Without delving into the question of how this rule will enforced, the "Green Police" wants you to know that you, too, can make a difference by eliminating that 24% of refuse from food and yard waste from entering our landfills. Imagine, a whole army of "Green Police" marching through the streets of San Francisco to peer into YOUR backyard. Creative thinkers say: Why not? We need jobs. We use compost. We must indoctrinate the public into responsible behavior given the threat to Mother Nature.

In the "green" economy of California, in particular in San Francisco, jobs, jobs, jobs is the mantra. Soon worms, worms, worms will be a special gift item for newlyweds to start their own composting when discarding cardboard from their new furnishing. As this article reminds us, worms eat and work. Very low maintenance. Try Uncle Jim's Worm Farm in Spring Grove Pennsylvania for your worm supply when starting your Worm Factory ($109.95). Worms may be the understated metaphor for sustainability in Marin County neighborhoods and villas. In fact, I can ust see Senator Barbara Boxer rolling her own controlled environment Ecocomposter filled with used Starbucks coffee grounds up and down her backyard.

In this not-so-glamorous reality of styrofoam-filled landfills, even the nouveau riche have found metaphors for regenration in their Naturemill Automatic Composter that turns and heats without a pitchfork. This creation, by a Massachusettes Institute of Technology engineer from San Francisco, makes composting part of the daily household doings. Available in colors, soon they will have entire school districts holding mural contests to see wh can design the best Naturemill Automatic Composter. Go green!

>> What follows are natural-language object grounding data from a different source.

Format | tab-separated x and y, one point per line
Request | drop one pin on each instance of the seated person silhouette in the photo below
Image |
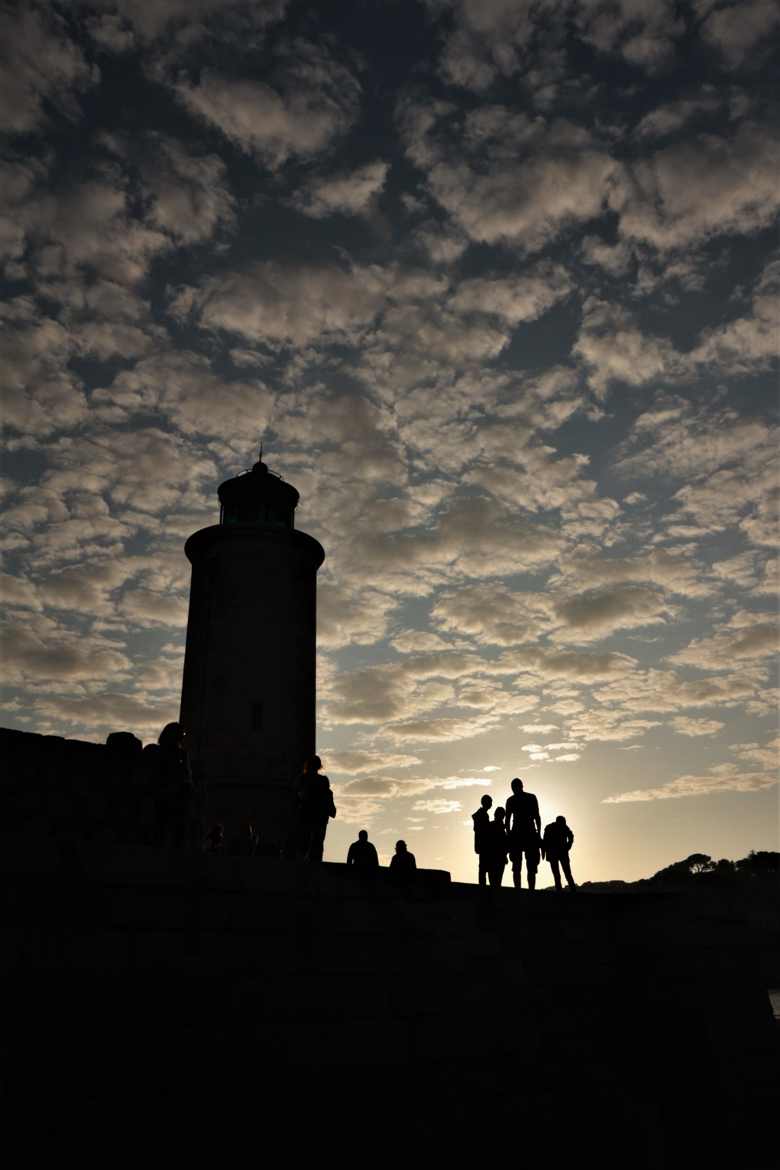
361	857
481	819
524	826
556	844
402	865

For the beginner green mind, meaning someone who has not lived, worked and socialized in a culture where mindless consumerism has been identified as the single source of waste and hazard to sustainability, there is something wrong with this picture, but it is hard to argue the point of promoting composting products. The Sierra Club conjures up the sense that these people really, really care, yet something just doesn't click. What is it about composting products in the Wall Street Journal that strikes one as out of context? Perhaps they are attempting to acknowledge the problem with our landfills while offering a source of revenue to microenterprises.

The "aha" moment has arrived. While these composting products cost about the same as cell phones, most Americans are concerned about whether or not they will have their basic needs met in the coming years. How to dispose of our rubbish is a matter that has been considered by City and County bureaucracies since the beginning of government. Why should citizens now have to be regulated for their behavior with regard to how food is packaged? This consumer culture of choice, convenience and speed has become the way professional routine and social rituals are organized.

This social marketing campaign by California, England and towns across America is to create a way of liviing, thinking and consuming. In the way that smoking cigarettes and tobacco once represented cool, tough and glamorous, composting is the way to responsible living on Mother Earth where there is limited space and resources. Behavior modification applied to going "green" will inevitably lead to the need for social pressure as well as the Green Police brigade. Guilt works, and in San Francisco they will likely find a way to surrender to shame and make a point about conservation.

Could we guilt the same stakeholders into acknowledging that mind control consumerism got everyone here for no other reason except that someone made a lot of money along the way? Who's responsible for this anyway? It better not be someone from the Massachusettes Institute of Technology. How much do you want to bet that the amount of electricity used by super computer systems that allow cyber-services to run information throughout the world will soon be posted on a Green Police website near you. The Green Police will demand conservation by all systems, even the systems that run the world of commerce and information. MIT has already figured the answer to THAT problem. For a profit, of course.